The box “motorcycle” contains the boxes “components” and “functions.” The box “components” contains the boxes “power assembly” and “running assembly”, and so on. There are many other kinds of structures produced by other operators such as “causes” which produce long chain structures of the form, “A causes B which causes C which causes D”, and so on. A functional description of the motorcycle uses this structure. The operator’s “exists”, “equals”, and “implies” produce still other structures. These structures are normally interrelated in patterns and paths so complex and so enormous no one person can understand more than a small part of them in his lifetime. The overall name of these interrelated structures, the genus of which the hierarchy of containment and structure of causation are just species, is system. The motorcycle is a system. A real system.

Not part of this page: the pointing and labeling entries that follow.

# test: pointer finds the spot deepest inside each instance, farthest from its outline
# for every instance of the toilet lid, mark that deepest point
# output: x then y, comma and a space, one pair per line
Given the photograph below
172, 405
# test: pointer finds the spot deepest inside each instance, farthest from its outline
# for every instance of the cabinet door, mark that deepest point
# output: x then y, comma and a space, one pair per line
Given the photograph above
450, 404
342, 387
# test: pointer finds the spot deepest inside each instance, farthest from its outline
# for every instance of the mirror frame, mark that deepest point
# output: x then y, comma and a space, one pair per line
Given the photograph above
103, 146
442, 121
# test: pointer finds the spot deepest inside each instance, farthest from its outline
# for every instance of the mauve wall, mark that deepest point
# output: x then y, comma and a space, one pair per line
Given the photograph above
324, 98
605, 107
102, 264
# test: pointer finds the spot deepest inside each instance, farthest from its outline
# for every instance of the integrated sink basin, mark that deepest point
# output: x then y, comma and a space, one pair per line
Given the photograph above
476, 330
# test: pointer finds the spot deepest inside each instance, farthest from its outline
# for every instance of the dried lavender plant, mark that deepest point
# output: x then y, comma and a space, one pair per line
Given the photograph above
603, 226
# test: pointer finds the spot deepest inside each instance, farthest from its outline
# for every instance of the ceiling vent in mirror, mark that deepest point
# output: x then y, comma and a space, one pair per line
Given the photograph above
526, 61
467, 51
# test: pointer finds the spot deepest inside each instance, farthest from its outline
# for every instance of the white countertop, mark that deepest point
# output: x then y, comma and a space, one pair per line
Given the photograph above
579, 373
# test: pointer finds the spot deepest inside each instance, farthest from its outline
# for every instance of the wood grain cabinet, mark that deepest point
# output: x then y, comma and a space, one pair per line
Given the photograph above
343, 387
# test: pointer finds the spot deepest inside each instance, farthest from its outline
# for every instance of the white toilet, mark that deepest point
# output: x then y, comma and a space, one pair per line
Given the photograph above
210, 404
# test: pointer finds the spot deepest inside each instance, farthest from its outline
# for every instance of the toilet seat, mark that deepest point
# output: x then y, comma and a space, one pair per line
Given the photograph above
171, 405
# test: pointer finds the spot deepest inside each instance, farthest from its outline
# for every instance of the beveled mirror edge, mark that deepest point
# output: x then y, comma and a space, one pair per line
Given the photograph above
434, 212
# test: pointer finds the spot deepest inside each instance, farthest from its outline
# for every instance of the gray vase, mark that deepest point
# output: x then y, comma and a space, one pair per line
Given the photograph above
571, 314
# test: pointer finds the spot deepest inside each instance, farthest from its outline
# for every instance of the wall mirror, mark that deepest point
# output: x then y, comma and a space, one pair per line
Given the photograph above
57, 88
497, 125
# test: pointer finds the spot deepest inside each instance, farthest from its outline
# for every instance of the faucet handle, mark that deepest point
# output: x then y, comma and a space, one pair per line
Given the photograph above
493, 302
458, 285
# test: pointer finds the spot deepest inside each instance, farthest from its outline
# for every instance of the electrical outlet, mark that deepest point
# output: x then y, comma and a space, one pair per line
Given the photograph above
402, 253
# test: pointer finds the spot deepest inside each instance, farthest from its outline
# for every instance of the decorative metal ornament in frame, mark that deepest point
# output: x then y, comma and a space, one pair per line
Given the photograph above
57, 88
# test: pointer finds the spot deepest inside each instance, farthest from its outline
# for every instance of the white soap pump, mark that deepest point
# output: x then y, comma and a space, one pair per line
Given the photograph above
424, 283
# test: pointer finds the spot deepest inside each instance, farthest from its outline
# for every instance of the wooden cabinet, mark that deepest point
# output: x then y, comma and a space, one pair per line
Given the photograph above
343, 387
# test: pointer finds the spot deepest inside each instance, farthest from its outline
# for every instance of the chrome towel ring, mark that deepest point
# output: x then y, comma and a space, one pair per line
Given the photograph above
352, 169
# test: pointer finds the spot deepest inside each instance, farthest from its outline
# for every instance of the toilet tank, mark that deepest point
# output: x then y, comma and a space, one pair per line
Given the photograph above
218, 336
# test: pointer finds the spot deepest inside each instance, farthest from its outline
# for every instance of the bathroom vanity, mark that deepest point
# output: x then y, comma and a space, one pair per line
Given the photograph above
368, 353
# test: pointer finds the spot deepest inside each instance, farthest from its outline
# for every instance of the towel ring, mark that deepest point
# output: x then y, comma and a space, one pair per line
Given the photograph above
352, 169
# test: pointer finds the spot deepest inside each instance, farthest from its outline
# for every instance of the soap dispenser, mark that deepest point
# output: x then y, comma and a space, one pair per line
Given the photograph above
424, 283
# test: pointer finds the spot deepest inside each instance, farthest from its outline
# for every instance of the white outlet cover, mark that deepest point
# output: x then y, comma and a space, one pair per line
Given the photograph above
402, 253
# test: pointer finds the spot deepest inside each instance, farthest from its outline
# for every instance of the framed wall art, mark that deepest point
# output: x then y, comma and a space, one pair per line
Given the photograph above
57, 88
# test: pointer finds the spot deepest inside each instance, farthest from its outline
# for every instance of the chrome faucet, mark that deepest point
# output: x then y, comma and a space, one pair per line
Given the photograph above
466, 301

To speak of certain government and establishment institutions as “the system” is to speak correctly, since these organizations are founded upon the same structural conceptual relationships as a motorcycle. They are sustained by structural relationships even when they have lost all other meaning and purpose. People arrive at a factory and perform a totally meaningless task from eight to five without question because the structure demands that it be that way. There’s no villain, no “mean guy” who wants them to live meaningless lives, it’s just that the structure, the system demands it and no one is willing to take on the formidable task of changing the structure just because it is meaningless.

But to tear down a factory or to revolt against a government or to avoid repair of a motorcycle because it is a system is to attack effects rather than causes; and as long as the attack is upon effects only, no change is possible. The true system, the real system, is our present construction of systematic thought itself, rationality itself, and if a factory is torn down but the rationality which produced it is left standing, then that rationality will simply produce another factory. If a revolution destroys a systematic government, but the systematic patterns of thought that produced that government are left intact, then those patterns will repeat themselves in the succeeding government. There’s so much talk about the system. And so little understanding.

That’s all the motorcycle is, a system of concepts worked out in steel. There’s no part in it, no shape in it, that is not out of someone’s mind — number three tappet is right on too. One more to go. This had better be it. I’ve noticed that people who have never worked with steel have trouble seeing this… that the motorcycle is primarily a mental phenomenon. They associate metal with given shapes… pipes, rods, girders, tools, parts… all of them fixed and inviolable, and think of it as primarily physical. But a person who does machining or foundry work or forge work or welding sees “steel” as having no shape at all. Steel can be any shape you want if you are skilled enough, and any shape but the one you want if you are not. Shapes, like this tappet, are what you arrive at, what you give to the steel. Steel has no more shape than this old pile of dirt on the engine here. These shapes are all out of someone’s mind. That’s important to see. The steel? Hell, even the steel is out of someone’s mind. There’s no steel in nature. Anyone from the Bronze Age could have told you that. All nature has is a potential for steel. There’s nothing else there. But what’s “potential”? That’s also in someone’s mind! — Ghosts.

That’s really what Phædrus was talking about when he said it’s all in the mind. It sounds insane when you just jump up and say it without reference to anything specific like an engine. But when you tie it down to something specific and concrete, the insane sound tends to disappear and you see he could have been saying something of importance.